Rent control proponents might look at those results and say it's evidence of their policy working. The purpose of the policy, after all, is to preserve affordable housing. And rent control wouldn't be causing property values to fall unless it was also constraining future rent increases.
The standard anti-rent control counterargument is that those reduced property values also discourage developers from building new housing and encourage landlords to sell off existing units to owner-occupiers. Incumbent tenants get lower rents but newcomers to the city have a harder time finding housing, period. And even those lower rents come at the expense of less well-maintained units.
Ahern and Giacoletti don't spend much time on these issues of housing supply and quality. Their paper finds a small but statistically insignificant drop-off in new housing permits after the passage of rent control in St. Paul.
Instead, they focus on which tenants actually reap the most benefits from constrained rent increases. To do this, they separate census blocks in St. Paul into four categories based on whether the median incomes of owners and renters were higher or lower than the city's median income.
They found that the largest declines in rent control-induced home values happened in census blocks where owners had lower incomes than the median homeowner, and renters had higher incomes than the median renter. In those blocks, home values declined 8.5 percent on average.
The next steepest declines happened in census blocks where both renter and homeowner incomes were higher than median renter and homeowner incomes. There, home values declined 4.3 percent.
Conversely, areas with wealthier owners and poorer renters saw property values decline by less than a percent.
Ahern and Giacoletti say this is evidence that rents are constrained most in neighborhoods where incomes are high across the board, or where renters' incomes outstrip owners' incomes.
"This implies that the impact of rent control is poorly targeted," they write. "The largest transfer of wealth is from relatively low income owners to relatively high income renters."
This is an early study of a policy whose details are still being hammered out, so the paper's findings are hardly definite. But the results do match the results of other rent control policies around the country.
A comprehensive 2019 analysis of rent stabilization in New York City by The Wall Street Journal similarly found that well-off tenants were receiving the biggest discounts on rent. That same year, the New York legislature amended rent stabilization to make it harder for landlords to raise rents. The result, just like in St. Paul, was a steep fall in the value of rent-regulated properties.

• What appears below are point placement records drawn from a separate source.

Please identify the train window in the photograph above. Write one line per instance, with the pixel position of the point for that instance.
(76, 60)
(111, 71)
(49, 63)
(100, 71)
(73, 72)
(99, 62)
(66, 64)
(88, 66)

A February survey conducted by the National Multifamily Housing Coalition similarly found that real estate investors were less likely to invest in markets with rent control.
The poorly targeted benefits of rent control are one reason why the policy has developed such a bad reputation. Policy wonks are more liable to advocate for rent vouchers or cash assistance for the poor instead.
Many libertarians might not support that kind of tax-and-spend redistribution. Unlike rent control, at least that redistribution is more likely to flow from rich to poor.